(I also asked this question on Bioinformatics Stack Exchange. Apologies if cross-posting is frowned upon)
I have been trying to obtain some preliminary data from HyPhy selection analyses to inform a larger project. I have obtained a number of assembled mammalian genomes from NCBI with the initial goal of extracting from each of them their corresponding sequence for a specific gene. I wanted to use HyPhy to determine if there are signatures of positive selection in any of the mammalian lineages for that specific gene. However, I have been struggling to make headway with this for some time and am realizing that I may be out of my depth.
I was hoping that people could suggest, or at least point me in the direction of, a pipeline/guide/best practices for how one would go about achieving what I am trying to do. I would like to start from scratch and make sure I am performing my analyses in a proper way, using advice from other users.

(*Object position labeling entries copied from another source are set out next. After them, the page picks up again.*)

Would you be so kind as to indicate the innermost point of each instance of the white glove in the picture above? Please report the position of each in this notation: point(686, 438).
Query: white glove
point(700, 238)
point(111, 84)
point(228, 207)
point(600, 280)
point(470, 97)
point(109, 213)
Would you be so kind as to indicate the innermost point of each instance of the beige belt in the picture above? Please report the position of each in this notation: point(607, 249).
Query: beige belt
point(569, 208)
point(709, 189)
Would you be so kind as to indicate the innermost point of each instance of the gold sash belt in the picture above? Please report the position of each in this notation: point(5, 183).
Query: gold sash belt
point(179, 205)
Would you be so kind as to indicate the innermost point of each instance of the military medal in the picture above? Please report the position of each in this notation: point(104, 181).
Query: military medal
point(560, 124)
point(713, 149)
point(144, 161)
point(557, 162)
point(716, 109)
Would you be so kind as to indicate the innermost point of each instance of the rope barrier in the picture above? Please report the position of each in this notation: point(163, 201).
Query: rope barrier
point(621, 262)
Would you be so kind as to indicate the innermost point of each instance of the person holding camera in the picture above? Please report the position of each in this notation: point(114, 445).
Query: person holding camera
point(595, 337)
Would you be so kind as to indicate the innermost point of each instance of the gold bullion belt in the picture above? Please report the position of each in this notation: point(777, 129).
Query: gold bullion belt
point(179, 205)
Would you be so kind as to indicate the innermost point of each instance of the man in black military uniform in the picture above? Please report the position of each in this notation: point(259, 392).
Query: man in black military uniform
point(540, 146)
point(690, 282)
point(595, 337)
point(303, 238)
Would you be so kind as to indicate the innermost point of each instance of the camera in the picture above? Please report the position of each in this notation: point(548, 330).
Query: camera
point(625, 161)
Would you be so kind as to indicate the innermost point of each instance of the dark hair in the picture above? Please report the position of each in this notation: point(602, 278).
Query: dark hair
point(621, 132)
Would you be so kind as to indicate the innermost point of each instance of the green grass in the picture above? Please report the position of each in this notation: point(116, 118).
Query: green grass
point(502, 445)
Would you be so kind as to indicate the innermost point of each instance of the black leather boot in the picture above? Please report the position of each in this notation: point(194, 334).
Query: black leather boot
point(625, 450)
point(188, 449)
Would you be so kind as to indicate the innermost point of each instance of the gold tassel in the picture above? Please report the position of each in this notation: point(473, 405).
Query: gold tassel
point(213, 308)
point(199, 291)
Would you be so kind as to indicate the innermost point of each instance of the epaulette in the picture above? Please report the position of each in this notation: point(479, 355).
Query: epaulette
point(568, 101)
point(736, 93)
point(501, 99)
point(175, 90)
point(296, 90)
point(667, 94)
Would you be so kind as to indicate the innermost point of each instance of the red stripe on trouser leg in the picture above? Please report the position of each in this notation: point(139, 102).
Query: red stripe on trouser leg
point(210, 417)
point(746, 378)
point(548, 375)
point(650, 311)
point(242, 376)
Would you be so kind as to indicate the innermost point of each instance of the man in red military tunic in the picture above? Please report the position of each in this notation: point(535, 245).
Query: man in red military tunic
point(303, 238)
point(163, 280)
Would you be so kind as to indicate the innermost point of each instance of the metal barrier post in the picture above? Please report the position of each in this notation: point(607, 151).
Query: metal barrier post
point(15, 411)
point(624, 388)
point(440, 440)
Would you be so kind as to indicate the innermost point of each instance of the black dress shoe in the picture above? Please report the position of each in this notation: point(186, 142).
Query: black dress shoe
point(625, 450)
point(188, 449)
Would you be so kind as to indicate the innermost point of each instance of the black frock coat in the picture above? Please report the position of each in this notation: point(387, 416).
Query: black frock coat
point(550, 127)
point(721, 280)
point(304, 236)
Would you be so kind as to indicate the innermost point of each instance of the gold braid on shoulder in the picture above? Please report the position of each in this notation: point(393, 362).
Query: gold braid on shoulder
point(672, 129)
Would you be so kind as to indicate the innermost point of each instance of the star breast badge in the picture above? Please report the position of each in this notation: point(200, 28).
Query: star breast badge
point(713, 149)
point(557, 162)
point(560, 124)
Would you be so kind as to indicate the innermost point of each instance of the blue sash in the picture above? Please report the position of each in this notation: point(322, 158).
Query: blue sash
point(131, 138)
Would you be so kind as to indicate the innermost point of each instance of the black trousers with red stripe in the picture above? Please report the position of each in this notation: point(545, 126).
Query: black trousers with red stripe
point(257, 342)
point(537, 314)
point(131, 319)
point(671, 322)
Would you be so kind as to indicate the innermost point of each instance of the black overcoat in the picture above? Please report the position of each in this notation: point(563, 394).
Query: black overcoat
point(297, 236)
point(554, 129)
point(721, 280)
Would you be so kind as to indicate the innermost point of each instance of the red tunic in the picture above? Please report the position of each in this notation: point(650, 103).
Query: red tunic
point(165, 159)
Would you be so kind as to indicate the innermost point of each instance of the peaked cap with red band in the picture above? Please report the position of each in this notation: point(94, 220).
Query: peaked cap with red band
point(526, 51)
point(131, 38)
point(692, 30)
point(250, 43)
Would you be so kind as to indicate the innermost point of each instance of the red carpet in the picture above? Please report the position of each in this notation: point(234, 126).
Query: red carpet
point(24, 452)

As I mentioned, I currently have a collection of assembled genomes from NCBI which I would like to pull specific genes from. My understanding is that I will then need to extract the exons (I imagine there is a way to do this without having to extract the entire gene first), align the sequences from each species while preserving reading frames, and then use that alignment as input in HyPhy's codon models. It is very possible that I am missing out some fundamental steps in the process.
If anybody could offer direction/advice, I would be very appreciative.